Enhancing Dynamic Mode Decomposition Workflow with In-Situ Visualization and Data Compression

TL;DR

This paper improves Dynamic Mode Decomposition workflows in large-scale simulations by integrating in-situ visualization and data compression, significantly reducing storage needs and enabling real-time dynamic reconstruction with high accuracy.

Contribution

It introduces strategies for snapshot compression and in-situ visualization integration into DMD, enhancing efficiency and enabling real-time analysis in large simulations.

Findings

Lossy compression reduces storage by nearly 50% with low error.

In-situ visualization enables efficient, real-time data reconstruction.

Streaming DMD effectively updates modes with new data during runtime.

Abstract

Modern computational science and engineering applications are being improved by the advances in scientific machine learning. Data-driven methods such as Dynamic Mode Decomposition (DMD) can extract coherent structures from spatio-temporal data generated from dynamical systems and infer different scenarios for said systems. The spatio-temporal data comes as snapshots containing spatial information for each time instant. In modern engineering applications, the generation of high-dimensional snapshots can be time and/or resource-demanding. In the present study, we consider two strategies for enhancing DMD workflow in large numerical simulations: (i) snapshots compression to relieve disk pressure; (ii) the use of in situ visualization images to reconstruct the dynamics (or part of) in runtime.
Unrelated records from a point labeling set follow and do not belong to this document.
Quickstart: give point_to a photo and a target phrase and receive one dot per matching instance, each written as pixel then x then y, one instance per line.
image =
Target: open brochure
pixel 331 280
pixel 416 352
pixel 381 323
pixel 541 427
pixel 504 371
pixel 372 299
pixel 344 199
We evaluate our approaches with two 3D fluid dynamics simulations and consider DMD to reconstruct the solutions. Results reveal that snapshot compression considerably reduces the required disk space. We have observed that lossy compression reduces storage by almost $50\%$ with low relative errors in the signal reconstructions and other quantities of interest. We also extend our analysis to data generated on-the-fly, using in-situ visualization tools to generate image files of our state vectors during runtime. On large simulations, the generation of snapshots may be slow enough to use batch algorithms for inference. Streaming DMD takes advantage of the incremental SVD algorithm and updates the modes with the arrival of each new snapshot. We use streaming DMD to reconstruct the dynamics from in-situ generated images. We show that this process is efficient, and the reconstructed dynamics are accurate.